The seige goes on for several years, and the story builds to a conclusion as Maharek is vastly weakened to the point of starvation. At this time the Lahmians appear. The Lahmians initially attempt to side with Nagash attempting to gain sorcerous power for their help in defeating Maharak. However, Nagash scorns this help as he finally works out that by destroying Neferem he can finally break the covenant between the gods and the land/people and breach the defences of Maharak himself. However, the armies of Lybaras and Rasetra finally regain sufficient strength and reengage the army of Nagash, resulting in a huge battle with the forces of Nagash overwhelming Maharek whilst holding off the other Eastern armies. At this point, the western kings allied with Nagash finally decide he has gone too far (the death of Neferem and the breaking of the covenant appears to be the final straw) and switch sides. This, along with an assault by the Lahmians forces breaks the undead army of Nagash and deals a hideous injury to Nagash himself.

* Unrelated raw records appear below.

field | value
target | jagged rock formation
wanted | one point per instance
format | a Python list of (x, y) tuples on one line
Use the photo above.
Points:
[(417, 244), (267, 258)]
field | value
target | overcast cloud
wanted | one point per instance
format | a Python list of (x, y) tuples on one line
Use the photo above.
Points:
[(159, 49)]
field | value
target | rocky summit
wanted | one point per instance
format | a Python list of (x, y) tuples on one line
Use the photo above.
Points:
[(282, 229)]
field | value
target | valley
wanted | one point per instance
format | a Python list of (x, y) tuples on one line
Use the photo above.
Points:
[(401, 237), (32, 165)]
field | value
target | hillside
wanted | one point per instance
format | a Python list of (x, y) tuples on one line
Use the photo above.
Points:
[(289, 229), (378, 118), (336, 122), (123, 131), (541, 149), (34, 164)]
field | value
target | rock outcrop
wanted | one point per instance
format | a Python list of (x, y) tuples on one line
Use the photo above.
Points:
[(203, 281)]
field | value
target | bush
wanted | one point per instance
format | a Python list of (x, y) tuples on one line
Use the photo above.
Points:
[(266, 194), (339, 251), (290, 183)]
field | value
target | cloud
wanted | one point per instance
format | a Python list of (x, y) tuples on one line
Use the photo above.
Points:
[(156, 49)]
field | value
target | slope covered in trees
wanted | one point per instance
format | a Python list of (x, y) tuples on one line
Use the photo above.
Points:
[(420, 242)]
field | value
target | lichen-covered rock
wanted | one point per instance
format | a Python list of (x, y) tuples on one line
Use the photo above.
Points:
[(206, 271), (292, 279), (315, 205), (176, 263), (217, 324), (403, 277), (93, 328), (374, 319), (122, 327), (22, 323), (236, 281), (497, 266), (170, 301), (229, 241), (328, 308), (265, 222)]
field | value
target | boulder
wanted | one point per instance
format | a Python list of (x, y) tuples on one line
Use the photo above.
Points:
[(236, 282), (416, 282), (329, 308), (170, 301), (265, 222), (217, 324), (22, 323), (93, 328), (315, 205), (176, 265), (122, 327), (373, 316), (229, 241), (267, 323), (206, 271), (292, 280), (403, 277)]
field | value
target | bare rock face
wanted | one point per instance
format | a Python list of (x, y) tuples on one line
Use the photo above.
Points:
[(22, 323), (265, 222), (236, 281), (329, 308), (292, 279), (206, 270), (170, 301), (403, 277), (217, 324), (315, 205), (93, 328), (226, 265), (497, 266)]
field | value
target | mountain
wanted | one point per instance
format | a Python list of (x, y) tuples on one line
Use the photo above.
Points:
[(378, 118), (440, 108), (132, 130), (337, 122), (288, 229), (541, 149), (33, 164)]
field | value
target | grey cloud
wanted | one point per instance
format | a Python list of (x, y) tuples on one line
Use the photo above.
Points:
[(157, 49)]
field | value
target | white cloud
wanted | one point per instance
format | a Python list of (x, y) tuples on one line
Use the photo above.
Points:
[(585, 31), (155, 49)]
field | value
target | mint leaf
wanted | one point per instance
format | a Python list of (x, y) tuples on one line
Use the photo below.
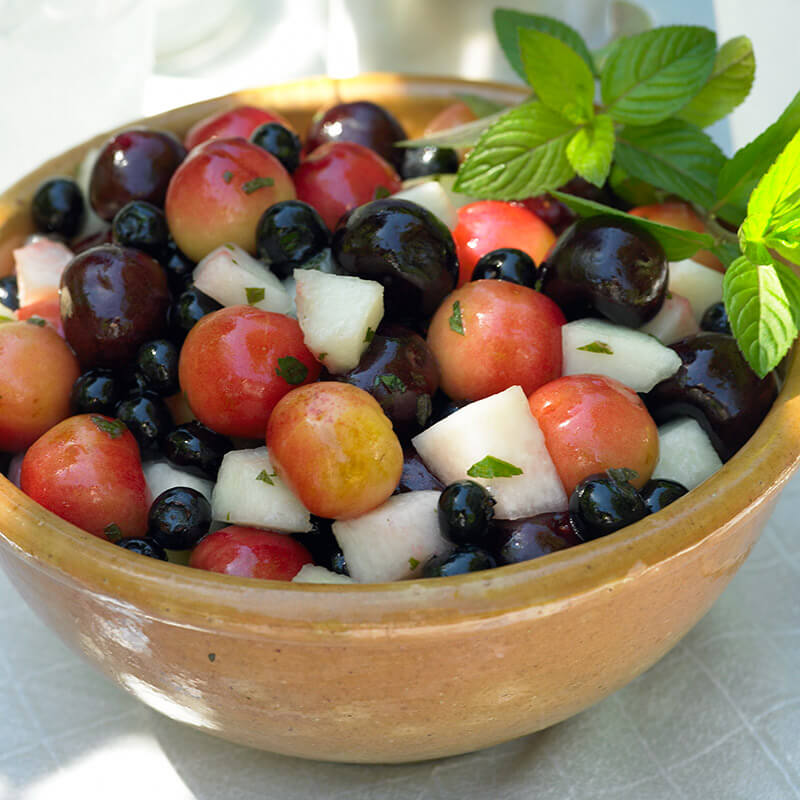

Nagash the Sorceror ends with several plot twists. Nagash himself escapes the Black Pyramid as a shattered form cast into the wilds. The various surviving kings are trying to find and kill Nagash and all his undead thralls, with the exception of Lahmia, who betray the other kings and steal some of the undead knowledge and one of Nagash's most powerful lieutenants, Arkhan the Black.

All nicely set up for Nagash the Immortal. Hope it helps!


----------



## brianizbrewtal (Jan 26, 2011)

Wow, that was nicely summarized. Way better than I thought anyone would have attempted. Very kind of you Marcoos! Well that definitely helped me to understand everything. There was so much switching of sides and time lines I feel like, that it just made me so confused. 
I really wish I could have gotten into it more, because I'm sure it's really good if not confused while reading it. Or if you're a fantasy player. So Arkhan the Black is now against Nagash as well?


----------



## Marcoos (Sep 26, 2010)

Sad to say, but I can't actually remember much about the 2nd book and Arkhans fate at the end of it. I'd suggest he has betrayed Nagash but is not directly opposed to him because he wouldn't have the willpower to go against him. I'm sure there will be more to cone of this in the last book in the series (of course I could have set myself up for embarrassment here if he died in book 2 :lol: ).


----------



## brianizbrewtal (Jan 26, 2011)

I'm a little worried about reading Nagash The Unbroken since the first one was hard to read. But, we don't always like what we have to read so I'll just have to power through it then! The cover for Nagash Immortal looks brilliant though.


----------